Lan Mouse is an open-source Software KVM sharing mouse/keyboard input across local networks. The Rust workspace combines a GTK frontend, CLI/daemon mode, and multi-OS capture/emulation backends for Linux, Windows, and macOS.

Core principles

  • Scope discipline. Only implement what was requested; describe follow-up work instead of absorbing it.
  • Clarify OS behavior. Ask when requirements touch OS-specific capture/emulation (they differ significantly).
  • Docs stay current. Update README.md or DOC.md when touching public APIs or platform support.
  • Rust idioms. Use Result/Option, thiserror for errors, descriptive logs, and concise comments for non-obvious invariants.

Terminology

  • Client: A remote machine that can receive or send input events. Each client is either active (receiving events) or inactive (can send events back). This mutual exclusion prevents feedback loops.
  • Backend: OS-specific implementation for capture or emulation (e.g., libei, layer-shell, wlroots, X11, Windows, macOS).
  • Handle: A per-client identifier used to route events and track state (pressed keys, position).

Architecture

Pipeline: input-capturelan-mouse-ipcinput-emulation

  • input-capture: Reads OS events into a Stream<CaptureEvent>. Backends tried in priority order (libei → layer-shell → X11 → fallback). Tracks pressed_keys to avoid stuck modifiers. position_map queues events when multiple clients share a screen edge.
  • input-emulation: Replays events via the Emulation trait (consume, create, destroy, terminate). Maintains pressed_keys and releases them on disconnect.
  • lan-mouse-ipc / lan-mouse-proto: Protocol glue and serialization. Events are UDP; connection requests are TCP on the same port. Version bumps required when serialization changes.
  • input-event: Shared scancode enums and abstract event types—extend here, don't duplicate translations.

Feature & cfg discipline

  • Feature flags live in root Cargo.toml. Gate OS-specific modules with tight cfgs (e.g., cfg(all(unix, feature = "layer_shell", not(target_os = "macos")))).
  • Prefer module-level gating over per-function cfgs to avoid empty stubs.
  • New backends: add feature in Cargo.toml, create gated module, log backend selection.

Async patterns

  • Tokio runtime with futures streams and async_trait. Model new flows as streams or async methods.
  • Avoid blocking; use spawn_blocking if needed.

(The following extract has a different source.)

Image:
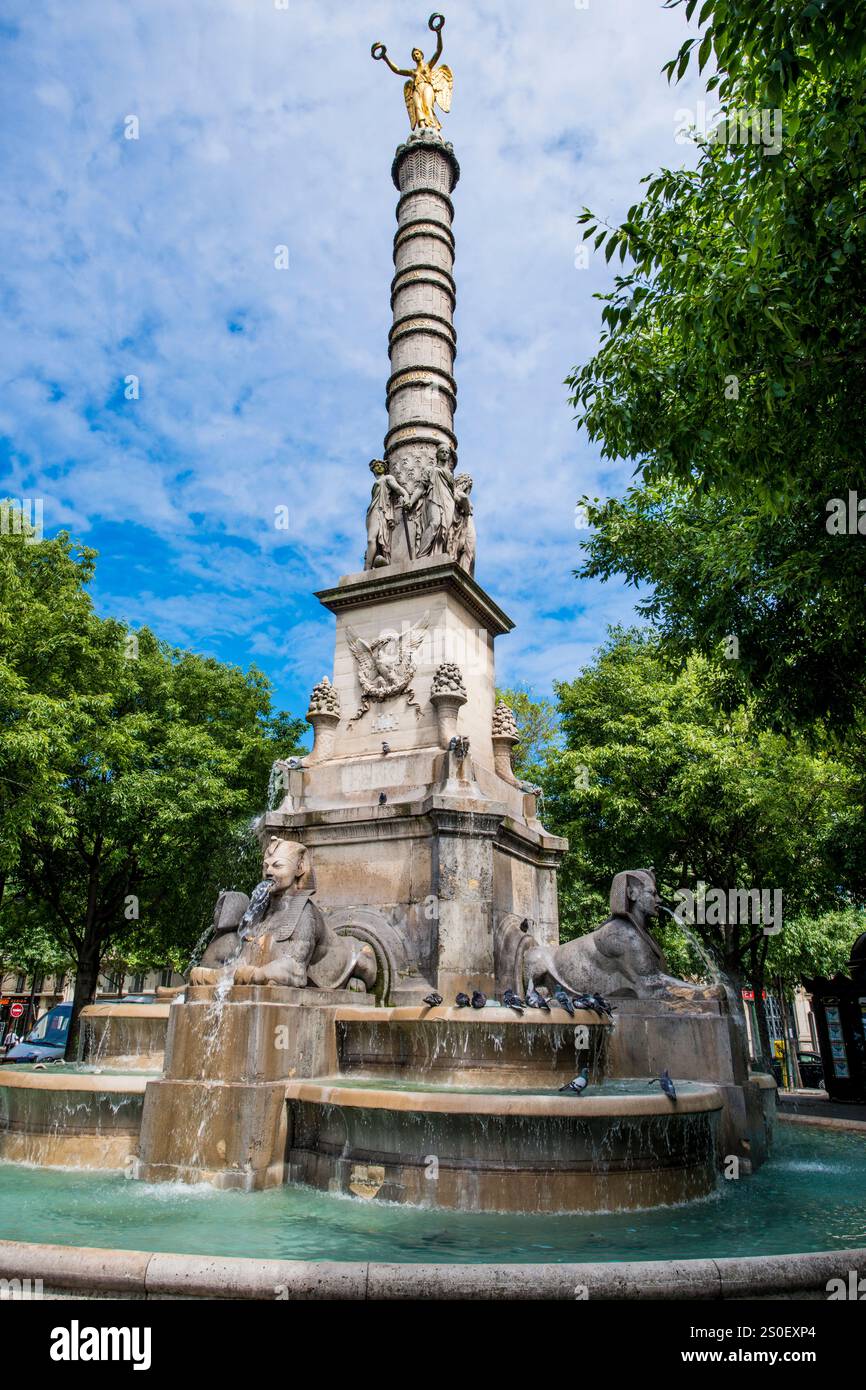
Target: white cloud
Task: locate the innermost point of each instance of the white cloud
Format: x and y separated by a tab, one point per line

Prefer existing single-threaded stream handling.
  • InputCapture implements Stream and manually pumps backends—don't short-circuit this logic.

Commands

cargo build --workspace                                    # full build
cargo build -p <crate>                                     # single crate
cargo test --workspace                                     # all tests
cargo fmt && cargo clippy --workspace --all-targets --all-features  # lint
RUST_LOG=lan_mouse=debug cargo run                         # debug logging

Run from repo root—no cd in scripts.

Testing

  • Unit tests for utilities; integration tests for protocol behavior.
  • OS-specific backends: test via GTK/CLI on target OS or document manual verification.
  • Dummy backend exercises pipeline without real dependencies.
  • Verify terminate() releases keys on unexpected disconnect.

Workflow

  1. Clarify ambiguous requirements, especially OS-specific behavior.
  2. Implement minimal change; flag follow-up work.
  3. Add proportional tests; run cargo test on affected crates.
  4. Run cargo fmt and cargo clippy --workspace --all-targets --all-features.